MTEB is a general purpose embedding evaluation bechmark covering wide range of tasks available currently only for English, Chinese, French and few other languages but not Indic languages. Besides like BGE-M3, miniMiracle models are predominantly tuned for retireval tasks aimed at search & IR based usecases.
At the moment MIRACL is the gold standard for a subset of Indic languages.



# Roadmap
We will add miniMiracle series of models for all popular languages as we see fit or based on community requests in phases. Some of the languages we have in our list are

- Spanish
- Tamil
- Arabic
- German
- English ?


# Notes on reproducing:

We welcome everyone to reproduce our results. Here are some tips and observations:

- Use CLS Pooling and Inner Product.
- There *may be* minor differences in the numbers when reproducing, for instance BGE-M3 reports a nDCG@10 of 59.3 for MIRACL hindi and we Observed only 58.9.
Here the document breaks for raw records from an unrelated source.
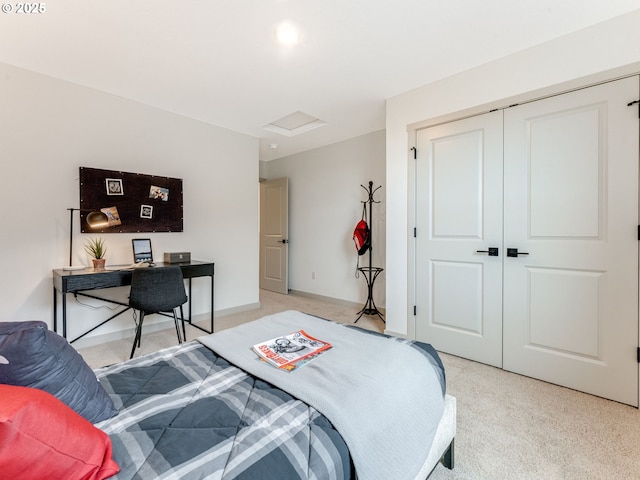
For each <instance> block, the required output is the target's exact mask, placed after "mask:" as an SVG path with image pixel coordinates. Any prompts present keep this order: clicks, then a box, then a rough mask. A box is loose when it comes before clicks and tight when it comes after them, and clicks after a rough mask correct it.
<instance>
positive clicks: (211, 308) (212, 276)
mask: <svg viewBox="0 0 640 480" xmlns="http://www.w3.org/2000/svg"><path fill="white" fill-rule="evenodd" d="M211 333H213V275H211Z"/></svg>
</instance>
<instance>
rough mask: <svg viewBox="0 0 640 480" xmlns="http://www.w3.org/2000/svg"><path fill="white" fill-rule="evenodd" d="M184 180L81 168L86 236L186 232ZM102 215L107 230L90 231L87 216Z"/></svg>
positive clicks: (156, 176)
mask: <svg viewBox="0 0 640 480" xmlns="http://www.w3.org/2000/svg"><path fill="white" fill-rule="evenodd" d="M182 207H183V205H182V179H180V178H170V177H159V176H156V175H144V174H141V173H129V172H121V171H117V170H102V169H97V168H87V167H80V219H81V221H80V225H81V231H82V232H83V233H127V232H182V231H183V215H182V211H183V209H182ZM90 211H102V212H104V213H105V214H106V215H107V218H108V219H109V225H108V226H106V227H104V228H89V226H88V225H87V222H86V221H85V216H86V215H87V214H88V213H89V212H90Z"/></svg>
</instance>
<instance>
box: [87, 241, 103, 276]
mask: <svg viewBox="0 0 640 480" xmlns="http://www.w3.org/2000/svg"><path fill="white" fill-rule="evenodd" d="M84 249H85V250H86V251H87V253H88V254H89V255H91V257H92V261H93V268H96V269H103V268H104V263H105V261H106V260H105V258H104V256H105V254H106V253H107V246H106V245H105V243H104V240H103V239H102V238H100V237H97V238H92V239H90V240H87V242H86V243H85V245H84Z"/></svg>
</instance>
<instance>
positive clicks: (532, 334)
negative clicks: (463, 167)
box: [504, 77, 639, 406]
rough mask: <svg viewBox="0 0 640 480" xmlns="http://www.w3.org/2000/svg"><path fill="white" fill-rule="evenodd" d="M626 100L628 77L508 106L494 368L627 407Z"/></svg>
mask: <svg viewBox="0 0 640 480" xmlns="http://www.w3.org/2000/svg"><path fill="white" fill-rule="evenodd" d="M637 98H638V78H637V77H634V78H627V79H623V80H618V81H615V82H611V83H607V84H604V85H600V86H596V87H592V88H587V89H584V90H580V91H576V92H573V93H569V94H565V95H559V96H557V97H552V98H548V99H545V100H541V101H536V102H532V103H529V104H525V105H521V106H517V107H514V108H510V109H508V110H506V111H505V139H504V155H505V169H504V177H505V186H504V189H505V191H504V193H505V210H504V229H505V230H504V247H505V249H510V248H511V249H517V252H518V253H517V256H505V257H504V368H505V369H506V370H510V371H513V372H517V373H521V374H524V375H527V376H531V377H535V378H538V379H542V380H546V381H549V382H552V383H557V384H560V385H563V386H566V387H569V388H574V389H577V390H580V391H583V392H587V393H592V394H595V395H599V396H602V397H606V398H609V399H612V400H617V401H620V402H623V403H627V404H630V405H635V406H637V405H638V363H637V360H636V349H637V347H638V237H637V235H638V233H637V229H638V144H639V143H638V109H637V106H635V107H633V108H630V107H628V106H627V103H629V102H630V101H633V100H636V99H637ZM505 254H507V252H506V251H505ZM512 254H513V255H516V253H515V252H512Z"/></svg>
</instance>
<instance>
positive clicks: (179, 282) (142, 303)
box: [129, 266, 187, 358]
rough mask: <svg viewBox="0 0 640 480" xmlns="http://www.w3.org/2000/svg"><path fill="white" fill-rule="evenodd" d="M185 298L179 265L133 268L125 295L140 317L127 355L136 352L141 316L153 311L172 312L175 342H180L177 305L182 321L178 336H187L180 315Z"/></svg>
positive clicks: (183, 325)
mask: <svg viewBox="0 0 640 480" xmlns="http://www.w3.org/2000/svg"><path fill="white" fill-rule="evenodd" d="M186 301H187V294H186V292H185V289H184V279H183V277H182V270H181V269H180V267H178V266H175V267H148V268H136V269H135V270H134V271H133V275H132V277H131V292H130V294H129V306H130V307H132V308H135V309H136V310H139V311H140V319H139V321H138V326H137V328H136V336H135V338H134V340H133V348H132V349H131V356H130V357H129V358H133V354H134V352H135V351H136V346H137V347H139V346H140V339H141V337H142V322H143V321H144V317H145V315H151V314H153V313H168V312H171V313H172V314H173V321H174V323H175V325H176V333H177V335H178V343H182V337H181V336H180V326H179V323H178V317H177V315H176V308H178V307H180V319H181V320H182V335H183V337H184V340H185V341H186V339H187V332H186V330H185V326H184V314H183V312H182V305H184V304H185V303H186Z"/></svg>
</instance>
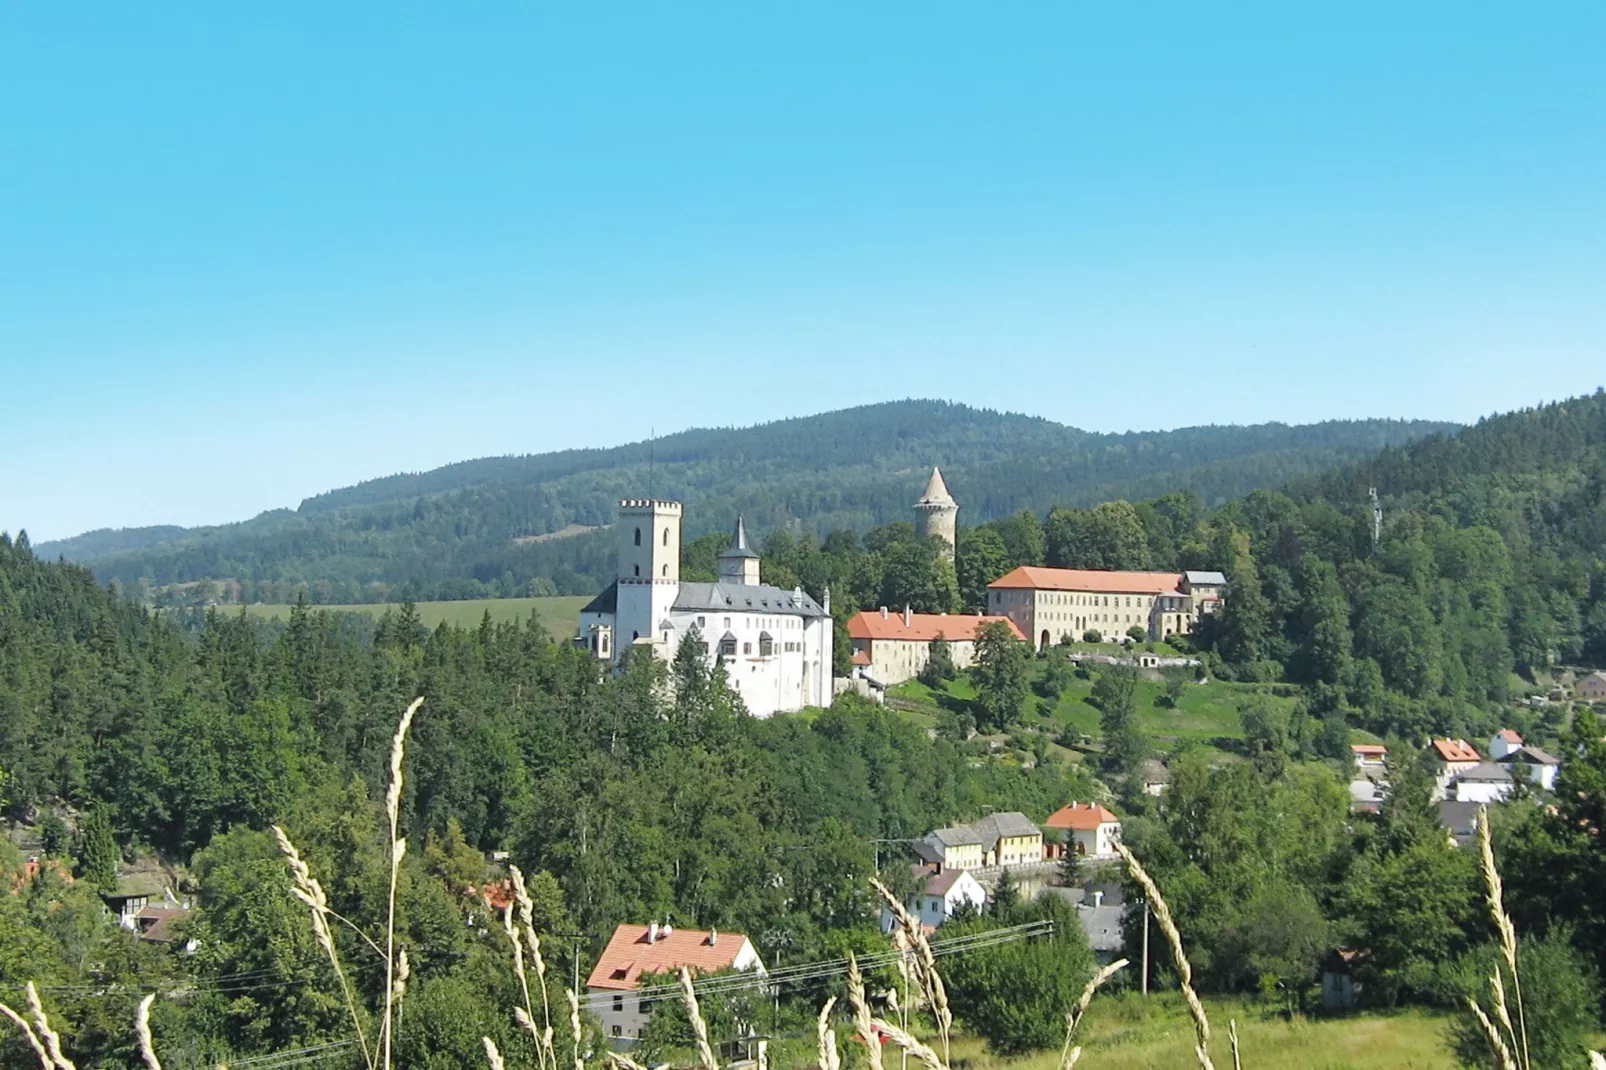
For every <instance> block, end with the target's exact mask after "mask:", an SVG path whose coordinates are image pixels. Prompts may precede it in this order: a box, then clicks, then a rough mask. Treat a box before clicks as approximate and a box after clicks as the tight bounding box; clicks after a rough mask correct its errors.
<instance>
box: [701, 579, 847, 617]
mask: <svg viewBox="0 0 1606 1070" xmlns="http://www.w3.org/2000/svg"><path fill="white" fill-rule="evenodd" d="M675 609H678V611H683V612H687V611H692V612H695V611H699V609H700V611H707V612H723V611H729V612H739V614H787V615H792V617H824V615H825V611H824V609H821V607H819V602H816V601H814V599H813V598H809V596H808V594H806V593H798V591H784V590H781V588H779V586H771V585H769V583H686V582H681V588H679V591H678V593H676V594H675Z"/></svg>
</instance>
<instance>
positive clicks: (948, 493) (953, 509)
mask: <svg viewBox="0 0 1606 1070" xmlns="http://www.w3.org/2000/svg"><path fill="white" fill-rule="evenodd" d="M914 511H915V514H917V516H919V517H920V533H922V535H935V537H936V538H941V540H943V541H944V543H948V556H949V557H952V556H954V543H956V540H957V529H959V503H957V501H954V495H951V493H948V484H944V482H943V472H941V471H938V469H936V468H933V469H931V479H930V480H928V482H927V485H925V493H923V495H920V500H919V501H915V503H914Z"/></svg>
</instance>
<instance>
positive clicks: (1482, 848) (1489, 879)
mask: <svg viewBox="0 0 1606 1070" xmlns="http://www.w3.org/2000/svg"><path fill="white" fill-rule="evenodd" d="M1478 858H1479V861H1481V863H1482V869H1484V893H1486V896H1487V900H1489V917H1490V919H1494V922H1495V930H1497V932H1498V933H1500V958H1502V959H1505V964H1506V969H1508V970H1511V994H1513V996H1516V1025H1514V1027H1513V1023H1511V1014H1510V1011H1508V1009H1506V999H1505V985H1502V983H1500V970H1498V969H1497V970H1495V977H1494V980H1492V985H1490V993H1492V994H1494V1003H1495V1014H1497V1015H1498V1017H1500V1023H1502V1025H1503V1027H1505V1028H1506V1031H1508V1033H1510V1035H1511V1041H1513V1046H1514V1048H1516V1054H1518V1057H1519V1062H1518V1065H1521V1067H1522V1070H1531V1068H1532V1065H1534V1064H1532V1059H1531V1057H1529V1054H1527V1019H1526V1015H1524V1014H1522V980H1521V977H1519V975H1518V961H1516V925H1513V924H1511V916H1510V914H1506V913H1505V890H1503V887H1502V880H1500V869H1498V868H1497V866H1495V845H1494V837H1492V835H1490V832H1489V807H1479V808H1478Z"/></svg>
Here are our numbers for the full hindi run on BGE-M3

```python
{'NDCG@1': 0.49714, 'NDCG@3': 0.5115, 'NDCG@5': 0.53908, 'NDCG@10': 0.58936, 'NDCG@100': 0.6457, 'NDCG@1000': 0.65336}
{'MAP@1': 0.28845, 'MAP@3': 0.42424, 'MAP@5': 0.46455, 'MAP@10': 0.49955, 'MAP@100': 0.51886, 'MAP@1000': 0.51933}
{'Recall@10': 0.73032, 'Recall@50': 0.8987, 'Recall@100': 0.93974, 'Recall@200': 0.95763, 'Recall@500': 0.97813, 'Recall@1000': 0.9902}
{'P@1': 0.49714, 'P@3': 0.33048, 'P@5': 0.24629, 'P@10': 0.15543, 'P@100': 0.0202, 'P@1000': 0.00212}
{'MRR@10': 0.60893, 'MRR@100': 0.615, 'MRR@1000': 0.6151}
```

Fair warning BGE-M3 is $ expensive to evaluate, probably that's why it's not part of any of the retrieval slice of MTEB benchmarks.


# Reference:
- [All Cohere numbers are copied form here](https://huggingface.co/datasets/Cohere/miracl-en-queries-22-12)
- [BGE M3-Embedding: Multi-Lingual, Multi-Functionality,
Multi-Granularity Text Embeddings Through Self-Knowledge Distillation](https://arxiv.org/pdf/2402.03216.pdf)
- [Making a MIRACL: Multilingual Information Retrieval
Across a Continuum of Languages](https://arxiv.org/pdf/2210.09984.pdf)
- [IndicIRSuite: Multilingual Dataset and Neural
Information Models for Indian Languages](https://arxiv.org/pdf/2312.09508)
  

# Note on model bias:
- Like any model this model might carry inherent biases from the base models and the datasets it was pretrained and finetuned on. Please use responsibly.